Days after the justices’ decision that allowed Trump to move forward with using $2.5 billion in defense funds, the Trump administration argued before the Ninth Circuit that the district court’s “extraordinary orders” must be vacated because the U.S. Department of Defense had the statutory authority to transfer funds for the projects.

But not all amicus briefs filed in the cases have opposed the border wall. Earlier this month, Rep. Andy Barr, R-Ky., and Advocates for Victims of Illegal Alien Crimes, a group that says it aims to stop crimes committed by unauthorized immigrants by calling for their deportation, separately told the circuit court that Trump’s efforts to tackle issues such as violence and drug trafficking outweigh opponents’ claims of harm.

Trump has said the barrier projects are intended to prevent people from entering the country illegally and to quell drug smuggling.

In another Thursday brief supporting the states and advocacy groups challenging the fund diversion, groups centering on Muslim, Catholic, Mennonite, Jewish, Episcopal, Methodist and other faiths said that “the risks of an unchecked executive with access to unlimited funds to implement its agenda are shared by all potentially-disfavored groups.”

“Indeed, several amici represent groups that have already been specifically targeted by President Trump, such as Muslims, immigrants, and refugees, and all amici are justly concerned that the president will, if permitted, use his newfound power to re-direct appropriations to impinge on the rights of religious minorities,” the religious groups argued.

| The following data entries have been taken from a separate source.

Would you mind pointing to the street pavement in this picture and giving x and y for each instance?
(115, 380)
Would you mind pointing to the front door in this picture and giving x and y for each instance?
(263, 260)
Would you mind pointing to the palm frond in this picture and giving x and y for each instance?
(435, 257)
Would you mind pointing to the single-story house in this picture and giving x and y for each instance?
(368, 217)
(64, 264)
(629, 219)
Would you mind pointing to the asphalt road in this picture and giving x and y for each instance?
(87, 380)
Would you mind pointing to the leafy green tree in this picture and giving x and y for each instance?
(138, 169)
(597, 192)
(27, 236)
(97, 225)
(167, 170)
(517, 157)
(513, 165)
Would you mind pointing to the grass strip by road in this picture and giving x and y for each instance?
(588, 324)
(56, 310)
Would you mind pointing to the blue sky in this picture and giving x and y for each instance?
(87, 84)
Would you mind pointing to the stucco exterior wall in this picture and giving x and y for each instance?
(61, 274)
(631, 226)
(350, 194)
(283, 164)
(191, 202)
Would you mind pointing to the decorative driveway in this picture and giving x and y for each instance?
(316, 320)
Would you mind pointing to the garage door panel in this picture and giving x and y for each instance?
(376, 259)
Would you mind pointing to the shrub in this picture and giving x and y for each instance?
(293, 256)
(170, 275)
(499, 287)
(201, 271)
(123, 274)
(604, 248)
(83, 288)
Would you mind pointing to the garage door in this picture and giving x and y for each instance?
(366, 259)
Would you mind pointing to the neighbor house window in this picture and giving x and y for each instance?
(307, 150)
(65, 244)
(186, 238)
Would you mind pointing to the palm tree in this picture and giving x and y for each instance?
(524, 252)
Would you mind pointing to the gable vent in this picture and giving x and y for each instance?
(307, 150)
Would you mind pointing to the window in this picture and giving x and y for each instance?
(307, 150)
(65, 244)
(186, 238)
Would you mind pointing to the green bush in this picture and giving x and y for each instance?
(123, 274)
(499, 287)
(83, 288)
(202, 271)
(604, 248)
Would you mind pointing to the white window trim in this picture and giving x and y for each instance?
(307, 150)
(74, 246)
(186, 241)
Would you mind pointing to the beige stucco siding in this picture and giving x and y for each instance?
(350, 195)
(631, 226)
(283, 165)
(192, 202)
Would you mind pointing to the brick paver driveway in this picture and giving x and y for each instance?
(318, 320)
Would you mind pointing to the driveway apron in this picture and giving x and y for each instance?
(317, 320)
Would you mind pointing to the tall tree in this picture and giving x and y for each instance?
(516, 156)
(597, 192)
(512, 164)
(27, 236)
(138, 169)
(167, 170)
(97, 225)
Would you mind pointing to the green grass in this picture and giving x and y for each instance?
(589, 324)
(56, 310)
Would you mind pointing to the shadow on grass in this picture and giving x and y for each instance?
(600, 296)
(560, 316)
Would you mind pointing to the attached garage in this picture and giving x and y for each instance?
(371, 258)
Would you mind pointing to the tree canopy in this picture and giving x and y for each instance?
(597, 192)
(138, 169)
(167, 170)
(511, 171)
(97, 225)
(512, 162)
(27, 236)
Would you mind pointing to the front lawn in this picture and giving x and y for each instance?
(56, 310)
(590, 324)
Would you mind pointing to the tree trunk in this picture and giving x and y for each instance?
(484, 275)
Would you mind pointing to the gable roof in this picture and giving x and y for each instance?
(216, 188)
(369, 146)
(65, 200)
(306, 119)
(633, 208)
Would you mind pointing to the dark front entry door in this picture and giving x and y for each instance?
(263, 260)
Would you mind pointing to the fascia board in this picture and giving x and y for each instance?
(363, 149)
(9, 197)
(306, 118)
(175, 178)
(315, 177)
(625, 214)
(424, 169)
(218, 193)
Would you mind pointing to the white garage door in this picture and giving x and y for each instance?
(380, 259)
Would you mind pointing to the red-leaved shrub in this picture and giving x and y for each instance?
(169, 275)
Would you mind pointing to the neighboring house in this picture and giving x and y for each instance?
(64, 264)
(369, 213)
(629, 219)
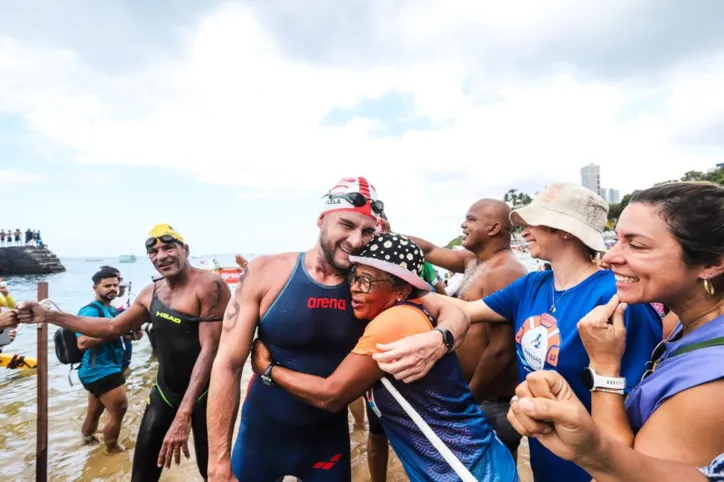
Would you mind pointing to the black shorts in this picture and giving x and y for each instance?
(373, 421)
(105, 384)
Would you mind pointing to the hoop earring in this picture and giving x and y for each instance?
(708, 287)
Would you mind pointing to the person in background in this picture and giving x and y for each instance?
(487, 355)
(122, 303)
(670, 250)
(101, 370)
(549, 410)
(564, 226)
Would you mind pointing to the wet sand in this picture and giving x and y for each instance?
(70, 459)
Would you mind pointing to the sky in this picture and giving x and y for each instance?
(231, 120)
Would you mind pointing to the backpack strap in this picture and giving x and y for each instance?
(697, 346)
(101, 314)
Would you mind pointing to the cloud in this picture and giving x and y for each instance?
(10, 176)
(437, 103)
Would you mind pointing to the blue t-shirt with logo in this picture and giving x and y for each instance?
(549, 340)
(108, 355)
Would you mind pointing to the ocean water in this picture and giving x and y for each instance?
(68, 458)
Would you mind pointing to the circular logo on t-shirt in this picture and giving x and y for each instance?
(539, 341)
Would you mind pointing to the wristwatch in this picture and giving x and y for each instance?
(595, 382)
(266, 376)
(447, 338)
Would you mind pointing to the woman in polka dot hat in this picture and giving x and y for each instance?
(433, 424)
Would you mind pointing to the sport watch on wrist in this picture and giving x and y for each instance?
(266, 376)
(447, 338)
(595, 382)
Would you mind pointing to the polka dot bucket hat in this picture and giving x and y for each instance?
(395, 254)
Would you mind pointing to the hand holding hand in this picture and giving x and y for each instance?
(31, 312)
(549, 411)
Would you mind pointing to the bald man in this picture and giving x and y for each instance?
(487, 355)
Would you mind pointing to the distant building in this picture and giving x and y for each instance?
(591, 178)
(614, 196)
(603, 192)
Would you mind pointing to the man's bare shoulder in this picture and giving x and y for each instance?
(272, 262)
(504, 270)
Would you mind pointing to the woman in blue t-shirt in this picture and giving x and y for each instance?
(563, 226)
(670, 249)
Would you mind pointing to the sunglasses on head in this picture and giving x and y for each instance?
(165, 238)
(358, 200)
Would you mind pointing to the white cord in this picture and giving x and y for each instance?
(49, 304)
(446, 453)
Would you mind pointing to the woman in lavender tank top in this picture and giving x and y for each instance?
(670, 249)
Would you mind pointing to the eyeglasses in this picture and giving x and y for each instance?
(364, 282)
(656, 355)
(165, 238)
(358, 200)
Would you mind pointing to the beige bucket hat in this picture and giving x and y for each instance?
(570, 208)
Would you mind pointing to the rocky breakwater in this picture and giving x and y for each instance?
(23, 260)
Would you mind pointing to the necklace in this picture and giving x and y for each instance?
(553, 290)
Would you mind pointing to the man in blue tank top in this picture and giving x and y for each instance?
(300, 304)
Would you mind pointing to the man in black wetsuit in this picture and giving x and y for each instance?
(186, 308)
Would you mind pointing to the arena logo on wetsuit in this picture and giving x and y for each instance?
(539, 341)
(327, 303)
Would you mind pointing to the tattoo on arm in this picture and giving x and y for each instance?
(232, 317)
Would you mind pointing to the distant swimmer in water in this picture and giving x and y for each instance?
(487, 355)
(301, 305)
(386, 283)
(186, 308)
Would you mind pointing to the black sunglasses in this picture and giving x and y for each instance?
(166, 238)
(656, 355)
(358, 200)
(364, 282)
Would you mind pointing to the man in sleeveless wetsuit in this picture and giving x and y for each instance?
(185, 308)
(300, 303)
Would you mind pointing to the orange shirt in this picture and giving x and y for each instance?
(391, 325)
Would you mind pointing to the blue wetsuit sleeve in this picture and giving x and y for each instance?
(505, 302)
(643, 333)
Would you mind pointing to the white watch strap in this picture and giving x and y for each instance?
(610, 383)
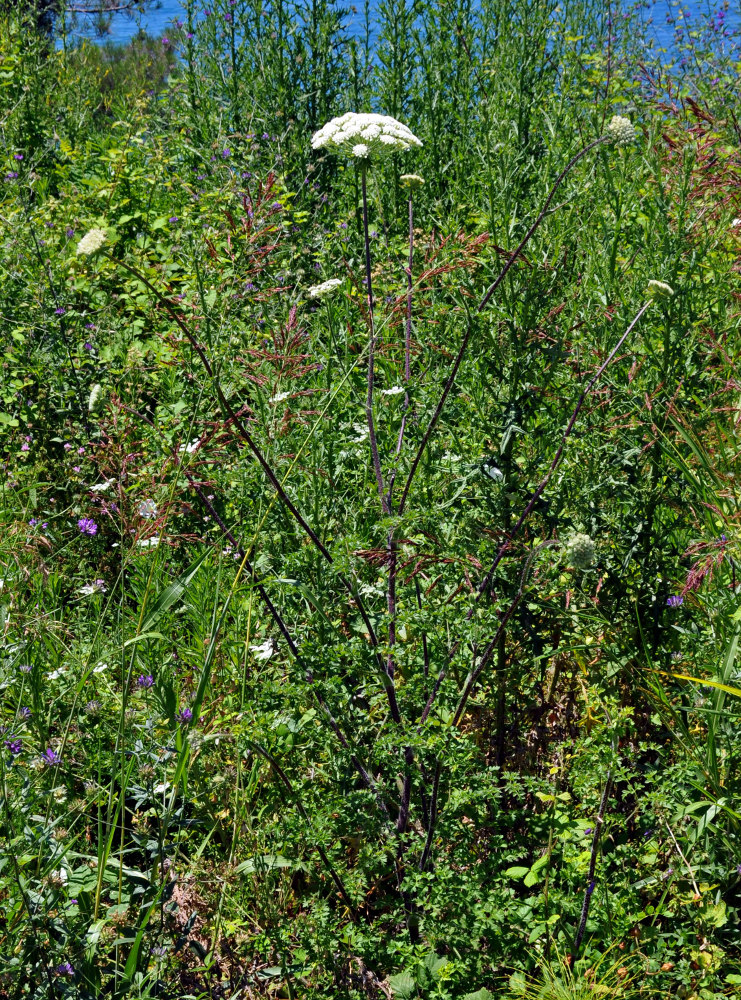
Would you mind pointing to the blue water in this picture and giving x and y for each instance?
(661, 19)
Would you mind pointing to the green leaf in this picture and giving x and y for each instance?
(403, 986)
(172, 593)
(267, 862)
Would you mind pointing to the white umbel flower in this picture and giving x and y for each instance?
(620, 131)
(92, 240)
(364, 135)
(326, 288)
(659, 290)
(580, 551)
(265, 650)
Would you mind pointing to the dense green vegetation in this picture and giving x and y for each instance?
(280, 719)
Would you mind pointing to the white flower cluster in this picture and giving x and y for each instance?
(364, 135)
(580, 551)
(92, 240)
(326, 288)
(659, 290)
(620, 131)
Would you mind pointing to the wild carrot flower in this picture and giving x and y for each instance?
(92, 240)
(378, 134)
(580, 551)
(325, 288)
(620, 131)
(659, 290)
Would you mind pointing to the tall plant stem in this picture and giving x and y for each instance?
(481, 306)
(252, 444)
(372, 347)
(410, 287)
(596, 837)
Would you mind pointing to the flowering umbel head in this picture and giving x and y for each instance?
(659, 290)
(620, 131)
(326, 288)
(580, 551)
(92, 240)
(364, 136)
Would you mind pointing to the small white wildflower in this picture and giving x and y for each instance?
(58, 878)
(148, 543)
(264, 651)
(659, 290)
(92, 240)
(580, 551)
(412, 180)
(364, 135)
(148, 509)
(620, 131)
(102, 487)
(325, 288)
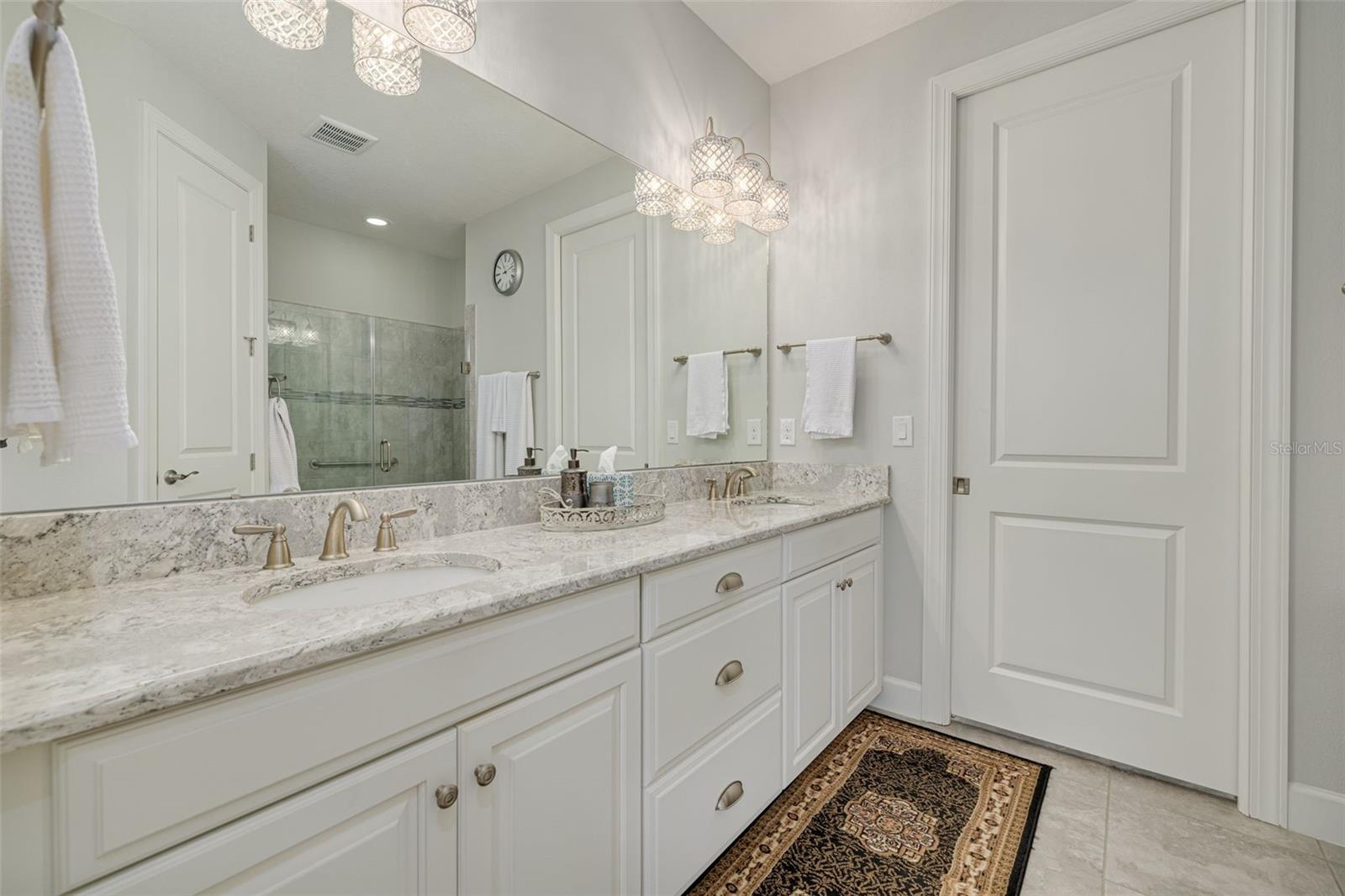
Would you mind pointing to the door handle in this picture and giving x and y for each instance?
(730, 582)
(731, 673)
(732, 794)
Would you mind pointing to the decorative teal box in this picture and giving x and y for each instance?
(623, 488)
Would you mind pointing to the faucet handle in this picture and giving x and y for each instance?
(387, 537)
(277, 556)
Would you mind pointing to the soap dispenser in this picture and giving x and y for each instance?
(530, 467)
(573, 481)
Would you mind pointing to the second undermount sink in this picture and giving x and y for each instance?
(370, 582)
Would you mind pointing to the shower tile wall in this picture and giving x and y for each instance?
(347, 392)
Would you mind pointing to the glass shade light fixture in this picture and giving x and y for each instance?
(775, 208)
(295, 24)
(689, 213)
(720, 228)
(385, 60)
(712, 163)
(652, 194)
(448, 26)
(750, 175)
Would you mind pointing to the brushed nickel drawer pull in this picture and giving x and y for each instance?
(731, 673)
(446, 795)
(732, 794)
(730, 582)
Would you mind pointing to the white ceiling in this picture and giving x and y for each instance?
(782, 38)
(456, 150)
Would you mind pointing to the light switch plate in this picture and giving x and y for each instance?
(903, 434)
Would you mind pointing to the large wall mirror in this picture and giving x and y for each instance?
(277, 229)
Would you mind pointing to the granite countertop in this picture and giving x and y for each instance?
(81, 660)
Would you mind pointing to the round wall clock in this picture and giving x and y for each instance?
(509, 272)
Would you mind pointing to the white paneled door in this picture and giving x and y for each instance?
(1096, 403)
(205, 299)
(604, 336)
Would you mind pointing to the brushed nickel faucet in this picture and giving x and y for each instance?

Adeel Abdullah Mangi of Patterson Belknap Webb & Tyler LLP, one of the attorneys representing the religious groups, told Law360 in an email Friday that “religious groups have a unique perspective, informed by history, on the dangers posed by an unchecked executive with access to unlimited funds.”

In the remaining Thursday brief, law professors from University of California, Berkeley School of Law, Cornell University Law School, University of Chicago Law School and University of Texas School of Law hit back at the Trump administration’s claim that the groups suing don’t have standing “because they fall well outside its zone of interests.”

“From the earliest days of the American Republic, courts have consistently heard claims that executive branch officials exceeded their statutory power or violated the Constitution without requiring a statutory cause of action,” the professors argued. “This case is no different.”

The U.S. Department of Justice declined to comment Friday.

Representatives for the remaining parties could not be immediately reached on Friday.

The Tohono O’odham Nation is represented by its acting attorney general and attorneys from Dentons.

The former government officials are represented by attorneys from Messing & Spector LLP, Boies Schiller Flexner LLP and Peter Gruber Rule of Law Clinic.

The religious groups are represented by attorneys from Patterson Belknap Webb & Tyler LLP.

The law professors are represented by the Constitutional Accountability Center.

California and New Mexico are represented by attorneys from the California Department of Justice and the State of New Mexico.

The Sierra Club and Southern Border Communities Coalition are represented by attorneys from the American Civil Liberties Union Foundation, the American Civil Liberties Union Foundation of Northern California Inc., the American Civil Liberties Union Foundation of Texas, and the Sierra Club Environmental Law Program.

The administration is represented by the U.S. Department of Justice’s Civil Division.

The cases are Sierra Club et al. v. Donald J. Trump et al., case numbers 19-16102 and 19-16300, and State of California et al. v. Donald J. Trump et al., case numbers 19-16299 and 19-16336, in the U.S. Court of Appeals for the Ninth Circuit.